No, they are not. Then why is there so much confusion? It starts with stockbrokers telling investors they are financial advisors. They make this false claim because they know most investors do not want salesmen investing their assets. Their solution is to masquerade as financial advisors to reduce sales resistance. The result is confused investors and some very happy stockbrokers who make a lot of money.

Is Deception Legal? 

Yes, it is legal. Stockbrokers can claim to be financial advisors with impunity. You can thank Wall Street for this one. It fights any type of regulation that negatively impacts revenue and profit. If stockbrokers told the truth, investors would not buy, and company revenues would decline. 

Who Wins When Investors Are Confused? 

Bad brokers and bad advisors win because confusion increases the odds investors will make the wrong decisions. For example, they unknowingly buy products that produce bad results, charge excessive expenses, and pay big commissions. They would not buy these products if they had all of the facts and an easy way to compare products.
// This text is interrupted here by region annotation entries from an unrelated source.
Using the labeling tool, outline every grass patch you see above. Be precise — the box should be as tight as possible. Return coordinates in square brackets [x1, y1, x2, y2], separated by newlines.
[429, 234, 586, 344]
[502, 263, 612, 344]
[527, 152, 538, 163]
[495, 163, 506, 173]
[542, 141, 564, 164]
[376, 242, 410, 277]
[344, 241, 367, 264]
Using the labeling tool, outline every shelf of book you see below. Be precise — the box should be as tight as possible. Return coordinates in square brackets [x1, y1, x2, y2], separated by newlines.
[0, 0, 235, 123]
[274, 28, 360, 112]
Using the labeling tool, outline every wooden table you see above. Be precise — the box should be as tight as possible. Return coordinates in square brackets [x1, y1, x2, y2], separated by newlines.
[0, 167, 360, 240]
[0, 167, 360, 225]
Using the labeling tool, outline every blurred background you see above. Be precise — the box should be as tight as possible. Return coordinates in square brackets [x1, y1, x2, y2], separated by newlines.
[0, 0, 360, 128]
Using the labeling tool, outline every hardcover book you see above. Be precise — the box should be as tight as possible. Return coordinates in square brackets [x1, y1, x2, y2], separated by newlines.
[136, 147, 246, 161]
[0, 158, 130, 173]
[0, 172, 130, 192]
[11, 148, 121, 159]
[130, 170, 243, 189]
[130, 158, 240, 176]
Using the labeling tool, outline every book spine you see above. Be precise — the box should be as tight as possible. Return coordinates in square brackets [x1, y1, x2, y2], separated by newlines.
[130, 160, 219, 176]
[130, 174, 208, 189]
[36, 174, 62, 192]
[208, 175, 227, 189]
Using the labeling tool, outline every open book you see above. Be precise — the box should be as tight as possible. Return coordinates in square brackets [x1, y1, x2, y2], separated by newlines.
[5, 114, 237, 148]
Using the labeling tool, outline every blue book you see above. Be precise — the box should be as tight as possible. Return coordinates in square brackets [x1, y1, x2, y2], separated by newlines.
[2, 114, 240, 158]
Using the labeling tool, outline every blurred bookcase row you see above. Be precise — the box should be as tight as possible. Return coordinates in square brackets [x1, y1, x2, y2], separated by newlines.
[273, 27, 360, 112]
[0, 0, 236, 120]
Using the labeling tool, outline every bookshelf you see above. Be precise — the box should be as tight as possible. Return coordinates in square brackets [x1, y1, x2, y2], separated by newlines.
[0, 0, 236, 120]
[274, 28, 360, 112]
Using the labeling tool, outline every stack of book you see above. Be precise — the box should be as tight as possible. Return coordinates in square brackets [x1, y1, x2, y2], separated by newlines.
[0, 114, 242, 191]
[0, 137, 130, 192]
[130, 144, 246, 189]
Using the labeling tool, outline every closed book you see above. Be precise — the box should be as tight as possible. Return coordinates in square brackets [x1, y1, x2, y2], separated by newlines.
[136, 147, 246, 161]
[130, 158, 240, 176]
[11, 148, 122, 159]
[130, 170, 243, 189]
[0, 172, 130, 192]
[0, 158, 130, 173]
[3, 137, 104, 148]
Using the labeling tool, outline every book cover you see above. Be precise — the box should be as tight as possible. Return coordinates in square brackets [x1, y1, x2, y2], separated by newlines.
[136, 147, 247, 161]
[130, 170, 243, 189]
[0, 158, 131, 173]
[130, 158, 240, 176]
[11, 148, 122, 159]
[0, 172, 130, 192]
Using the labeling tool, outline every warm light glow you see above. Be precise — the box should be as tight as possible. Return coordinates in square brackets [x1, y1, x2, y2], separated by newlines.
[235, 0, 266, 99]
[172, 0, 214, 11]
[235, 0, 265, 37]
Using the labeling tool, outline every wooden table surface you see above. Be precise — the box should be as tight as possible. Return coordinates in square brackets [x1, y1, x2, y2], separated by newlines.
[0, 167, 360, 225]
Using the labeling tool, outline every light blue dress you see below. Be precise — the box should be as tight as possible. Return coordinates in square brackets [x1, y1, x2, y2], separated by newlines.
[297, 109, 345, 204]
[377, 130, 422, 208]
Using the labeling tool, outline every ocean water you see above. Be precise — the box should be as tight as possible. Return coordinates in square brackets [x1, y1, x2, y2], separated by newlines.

Advice versus Recommendations

This is a source of confusion. Stockbrokers recommend investments. For example, they recommend you buy particular mutual funds. Real financial advisors provide financial advice. For example, they advise you to buy particular mutual funds. Does anyone really know the difference between recommendations and advice? No wonder people are confused. You will have to use other criteria to identify real advisors.

What About Licensing?

This is a differentiating characteristic. Stockbrokers have securities licenses (Series 6, Series 7) that permit them to sell investment products (securities, mutual funds, hedge funds). Real financial advisors have registrations: Registered Investment Advisor (RIA) or Investment Advisor Representative (IAR). These registrations permit them to provide financial advice and ongoing financial services.

Does Compensation Matter?

This is a differentiating characteristic. Stockbrokers only method of compensation is commissions that are paid by 3rd parties (mutual funds, hedge funds, insurance companies) or their broker/dealer. Financial advisors only method of compensation is one of the three types of fees: Asset-based (% of assets), fixed, or hourly.

Products versus Services

This is another source of confusion. Money management is a service, but a packaged money management service (mutual fund), is sold as a product. Then there are real services that are not confused with investment or insurance products, for example quarterly performance measurement reports.

Roles are Important

Roles are a differentiating characteristic. Regardless of the title used by stockbrokers they are paid commissions to sell investment products. They are not allowed to provide financial advice or provide ongoing services (performance measurement reports). Financial advisors provide advice and ongoing services.